The Knitted Revolution
Sensations in silk and woolSuiting up is becoming a broader concept day by day and formal wear seems to leave a lot more leeway for play – perhaps the knitted tie’s coming back in style is a sign of informal fashion winds blowing. Or is it perhaps a sign of the modern man’s openness to the softer values in life :)? Whatever the explanation, the knitted revival is a fact. Knitted ties were really popular in the sixties with Sean Connery, James Dean and the Beatles as flagpost wearers. The revival has been going on for quite a while in Italy, with ever more markets latching on. Knitted bow ties have been more rare, but we have a hunch that these chubbies, with their unique, slightly drooping expression, will catch many eyes! And the pocket squares are simply spectacular and actually work well with non-knitted ties as well. Notably several of the pocket square designs differ from the ties.
There are many strengths to knitted: the knitting process produces an undulating web where the tiny level differences on the surface creates shadow effects that adds an extra dimension, a dynamic and vibrant feeling you do not get in plain weave. And knitted accessories can both play down a formal outfit and boost a casual one. Although viable for formal wear, knitted ties rarely feel as formal as plain silk woven ones.

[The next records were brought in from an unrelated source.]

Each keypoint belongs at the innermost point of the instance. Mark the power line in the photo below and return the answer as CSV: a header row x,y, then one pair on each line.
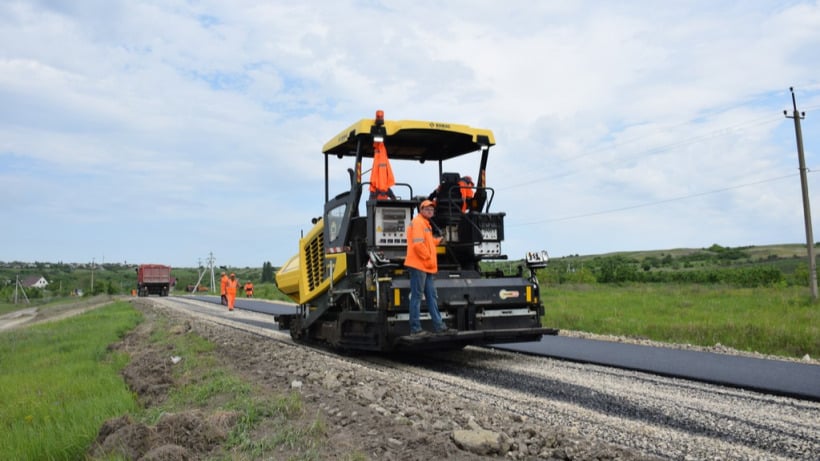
x,y
658,202
650,152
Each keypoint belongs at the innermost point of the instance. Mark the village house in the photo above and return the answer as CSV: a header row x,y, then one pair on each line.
x,y
34,281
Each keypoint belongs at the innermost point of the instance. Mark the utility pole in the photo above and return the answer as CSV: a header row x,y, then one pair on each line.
x,y
797,116
211,260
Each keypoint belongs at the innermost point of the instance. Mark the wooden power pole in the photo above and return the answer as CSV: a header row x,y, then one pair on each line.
x,y
797,116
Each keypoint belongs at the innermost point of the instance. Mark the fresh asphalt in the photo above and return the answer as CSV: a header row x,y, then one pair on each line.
x,y
777,377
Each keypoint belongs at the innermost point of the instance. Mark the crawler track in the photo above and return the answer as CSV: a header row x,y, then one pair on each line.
x,y
654,414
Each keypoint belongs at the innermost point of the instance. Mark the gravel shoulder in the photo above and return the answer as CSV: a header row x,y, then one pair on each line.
x,y
474,404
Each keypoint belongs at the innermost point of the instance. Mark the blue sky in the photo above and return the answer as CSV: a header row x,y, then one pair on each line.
x,y
163,131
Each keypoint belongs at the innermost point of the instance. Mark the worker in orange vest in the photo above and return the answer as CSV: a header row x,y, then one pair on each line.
x,y
422,264
230,289
223,289
466,185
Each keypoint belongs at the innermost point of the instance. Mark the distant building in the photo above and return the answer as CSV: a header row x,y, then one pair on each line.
x,y
34,281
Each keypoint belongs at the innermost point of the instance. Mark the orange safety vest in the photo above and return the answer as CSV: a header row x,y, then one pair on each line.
x,y
231,287
467,193
421,246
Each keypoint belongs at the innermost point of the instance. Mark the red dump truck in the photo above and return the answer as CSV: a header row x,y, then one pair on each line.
x,y
153,279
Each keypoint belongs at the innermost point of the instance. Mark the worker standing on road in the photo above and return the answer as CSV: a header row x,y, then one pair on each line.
x,y
466,185
422,263
224,287
230,288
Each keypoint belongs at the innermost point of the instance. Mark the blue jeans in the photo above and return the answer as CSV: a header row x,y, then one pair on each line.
x,y
422,281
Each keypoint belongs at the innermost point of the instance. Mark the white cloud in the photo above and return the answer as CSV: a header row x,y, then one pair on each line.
x,y
619,126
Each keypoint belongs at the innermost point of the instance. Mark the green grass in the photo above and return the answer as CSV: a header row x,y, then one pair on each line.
x,y
773,320
60,383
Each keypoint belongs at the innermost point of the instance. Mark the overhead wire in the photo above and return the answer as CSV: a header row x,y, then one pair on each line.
x,y
649,152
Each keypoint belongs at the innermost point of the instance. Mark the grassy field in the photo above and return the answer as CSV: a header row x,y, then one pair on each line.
x,y
772,320
60,383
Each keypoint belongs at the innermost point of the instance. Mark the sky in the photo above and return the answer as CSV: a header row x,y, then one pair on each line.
x,y
175,131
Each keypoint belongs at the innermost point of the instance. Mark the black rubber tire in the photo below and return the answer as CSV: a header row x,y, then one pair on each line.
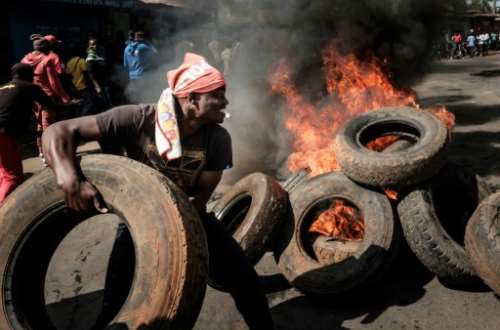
x,y
482,241
252,211
434,216
170,245
392,169
309,274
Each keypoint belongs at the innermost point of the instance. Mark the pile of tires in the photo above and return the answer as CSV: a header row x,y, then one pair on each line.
x,y
446,216
435,200
171,258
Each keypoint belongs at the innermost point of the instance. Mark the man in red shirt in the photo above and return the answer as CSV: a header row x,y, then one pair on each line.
x,y
457,45
46,68
16,103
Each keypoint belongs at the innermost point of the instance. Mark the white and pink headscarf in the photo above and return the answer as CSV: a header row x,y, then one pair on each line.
x,y
195,75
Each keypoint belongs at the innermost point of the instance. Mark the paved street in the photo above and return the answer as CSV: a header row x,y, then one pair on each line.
x,y
410,297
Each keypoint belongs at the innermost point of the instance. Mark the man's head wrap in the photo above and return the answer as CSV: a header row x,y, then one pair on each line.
x,y
195,75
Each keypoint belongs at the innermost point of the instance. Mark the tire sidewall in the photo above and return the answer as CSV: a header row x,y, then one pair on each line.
x,y
161,240
306,273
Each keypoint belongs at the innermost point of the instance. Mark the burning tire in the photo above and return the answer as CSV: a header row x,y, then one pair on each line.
x,y
482,241
252,211
317,264
434,216
170,246
412,165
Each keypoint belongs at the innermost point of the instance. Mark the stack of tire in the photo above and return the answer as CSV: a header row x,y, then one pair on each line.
x,y
171,257
436,199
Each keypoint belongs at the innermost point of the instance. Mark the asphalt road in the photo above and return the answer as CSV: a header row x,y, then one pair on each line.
x,y
408,298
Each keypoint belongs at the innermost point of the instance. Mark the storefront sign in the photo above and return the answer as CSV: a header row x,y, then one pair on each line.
x,y
105,3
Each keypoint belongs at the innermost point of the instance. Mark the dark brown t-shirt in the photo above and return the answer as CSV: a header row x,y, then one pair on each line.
x,y
130,130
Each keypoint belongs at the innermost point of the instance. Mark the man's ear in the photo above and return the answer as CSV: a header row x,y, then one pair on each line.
x,y
193,98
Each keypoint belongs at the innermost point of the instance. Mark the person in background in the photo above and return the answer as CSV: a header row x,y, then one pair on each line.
x,y
16,105
46,69
456,39
471,43
77,68
97,70
493,40
139,57
483,43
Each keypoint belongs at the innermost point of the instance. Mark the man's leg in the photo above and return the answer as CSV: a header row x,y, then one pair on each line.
x,y
229,267
11,165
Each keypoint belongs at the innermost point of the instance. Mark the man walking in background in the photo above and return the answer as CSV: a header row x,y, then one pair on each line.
x,y
46,69
138,58
16,105
97,70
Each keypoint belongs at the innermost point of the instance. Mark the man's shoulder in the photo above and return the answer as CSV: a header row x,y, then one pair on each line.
x,y
143,109
218,132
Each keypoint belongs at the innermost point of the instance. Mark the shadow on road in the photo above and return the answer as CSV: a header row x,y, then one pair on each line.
x,y
487,73
402,286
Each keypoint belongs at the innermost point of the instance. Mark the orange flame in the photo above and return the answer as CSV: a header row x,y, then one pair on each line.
x,y
340,221
354,87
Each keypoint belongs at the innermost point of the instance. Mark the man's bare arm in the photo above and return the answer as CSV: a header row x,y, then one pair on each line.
x,y
207,183
59,143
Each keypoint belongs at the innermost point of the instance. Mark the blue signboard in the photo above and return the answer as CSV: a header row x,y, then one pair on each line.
x,y
105,3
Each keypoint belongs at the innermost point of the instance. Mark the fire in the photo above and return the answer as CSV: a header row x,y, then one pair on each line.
x,y
340,221
353,87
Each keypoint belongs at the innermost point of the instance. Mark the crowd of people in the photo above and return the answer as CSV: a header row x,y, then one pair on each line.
x,y
179,131
473,43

Its very visible crochet stitches and bobtail (the straight lower edge) is bound to catch eyes on all occasions, and assumably, the majority doesn’t choose knitted, so if you want to stand out a bit, knitted is a good choice. Silk knit doesn’t wrinkle either, so if packed it’ll come out of your luggage looking as great as ever - a perfect choice for Christmas, really, when you want to feel comfy with family and friends, but still look your best. Knit creates bigger knots, though, so choose smaller knots, like four-in-hand.

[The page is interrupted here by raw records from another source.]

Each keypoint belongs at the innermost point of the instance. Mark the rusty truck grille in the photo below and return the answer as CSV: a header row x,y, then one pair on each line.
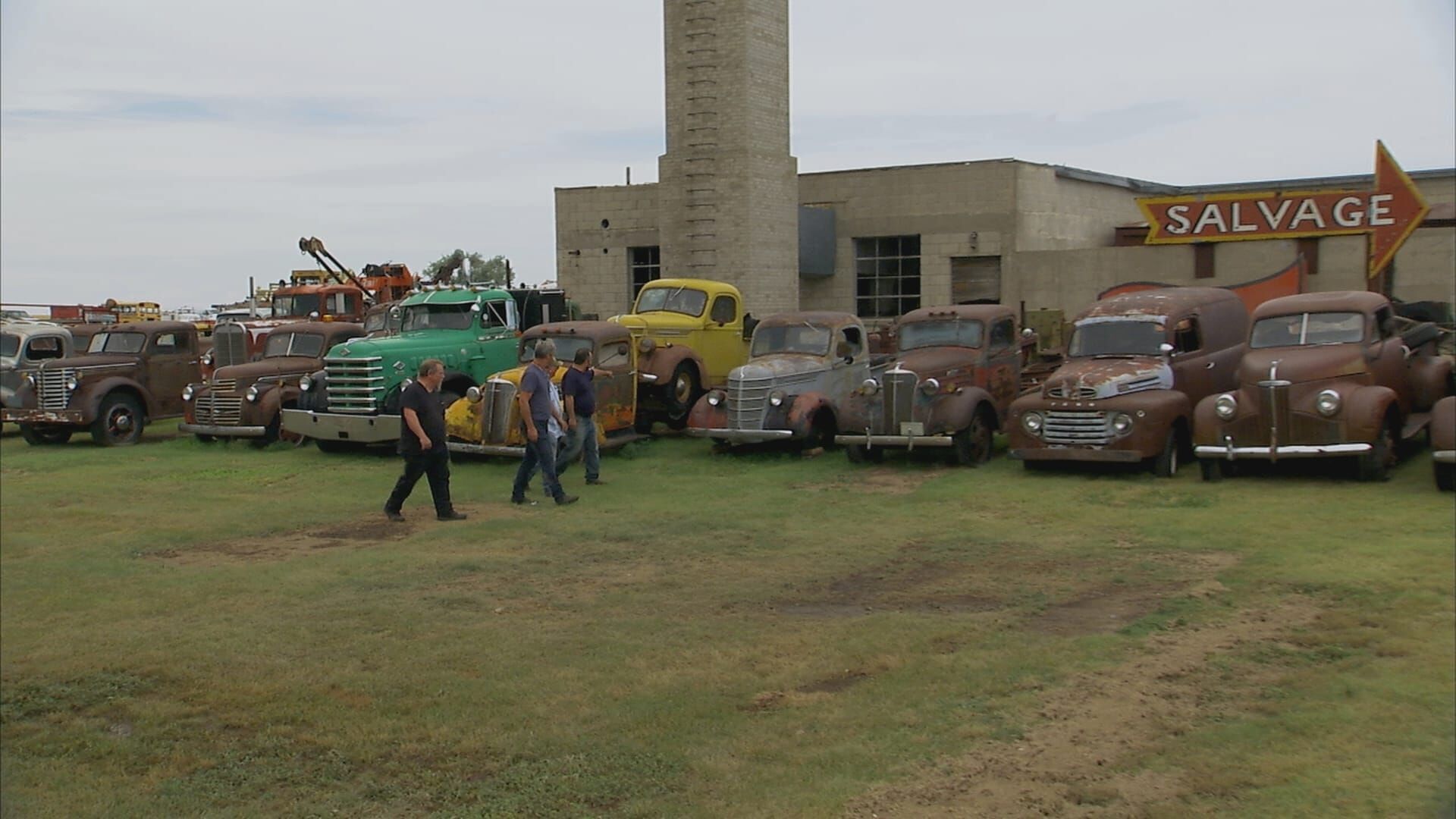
x,y
52,392
356,385
497,398
899,398
218,404
1092,428
229,346
747,403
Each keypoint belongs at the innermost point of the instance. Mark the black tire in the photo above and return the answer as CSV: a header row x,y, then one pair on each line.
x,y
1212,469
680,394
1375,465
973,445
1166,463
44,435
120,420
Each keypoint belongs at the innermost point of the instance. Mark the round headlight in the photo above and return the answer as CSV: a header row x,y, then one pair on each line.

Most knitted ties are made out of silk or wool. Knitting patterns seems to be more challenging than weaving them, which may partially explain why knitted ties are predominantly solid. Our collection broadly follows this “knit protocol”, with 22 silk ties, 11 wool ones and roughly half of them solids. All but three are moss knitted - solid Placido is Bolmo knitted. Among the patterned ones you’ll find Bruin, Giles, Luuk, Orhan and Pim clad in starry v-dots, polka dots on Yale, Padraig and Quinn and careful stripes on Arnold, Horst, Uwe and Werner (the two latter flat-knitted). Arild and Cees are perhaps the odd birds out in the crowd, but nonetheless dashing.